New pro-democracy demonstrations in Bahrain as rumours mount about a Saudi intervention
Manama (AsiaNews/Agencies) – Tensions are growing in a number of Gulf states swept by the ‘Jasmine Revolution’. Today, a group of Sunni legislators in Bahrain called on King Hamad bin Isa al-Khalifa to impose martial law for three months to stop Shia-led demonstrations. They accuse “extremist movements” of pushing the country along the path of sectarian conflict. In the meantime, more and more voices are talking about a possible intervention by Saudi forces in the island nation. Local sources say that the Sunni-ruled kingdom might call for Saudi intervention within the framework of the Gulf Co-operation Council, an organisation that includes six Persian Gulf states.

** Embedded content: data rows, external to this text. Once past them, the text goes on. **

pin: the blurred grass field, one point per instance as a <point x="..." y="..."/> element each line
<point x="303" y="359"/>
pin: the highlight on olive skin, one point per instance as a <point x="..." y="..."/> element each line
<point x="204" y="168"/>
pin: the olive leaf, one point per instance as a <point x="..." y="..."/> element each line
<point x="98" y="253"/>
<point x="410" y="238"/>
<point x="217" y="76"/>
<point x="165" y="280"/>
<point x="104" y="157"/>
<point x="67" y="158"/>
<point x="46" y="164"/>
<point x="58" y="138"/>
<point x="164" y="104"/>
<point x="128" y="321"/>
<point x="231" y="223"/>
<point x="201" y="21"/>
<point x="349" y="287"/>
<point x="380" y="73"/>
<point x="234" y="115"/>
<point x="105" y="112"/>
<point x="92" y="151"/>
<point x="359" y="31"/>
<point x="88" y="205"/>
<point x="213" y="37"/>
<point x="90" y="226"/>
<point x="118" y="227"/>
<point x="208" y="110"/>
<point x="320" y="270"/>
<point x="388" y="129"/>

As they have done for more than a month, Bahraini protesters were in the streets yesterday. They successfully isolated Manama’s financial district, whilst keeping at bay police agents trying to move them out of the Pearl Roundabout, the capital’s landmark central square.
Clashes were also reported on the campuses of the country’s main universities, with confrontations between pro- and anti-government groups.
In Yemen, violent clashes saw protesters pitted against police. Three people died in Sana’a and Aden, whilst dozens were wounded.
Eyewitnesses said that police shot tear gas and used live ammunition. Visiting a clinic set up for the wounded, doctors told Al Jazeera's Hashem Ahelbarra they had treated 14 people for gunshot wounds and others suffering from the effects of tear gas.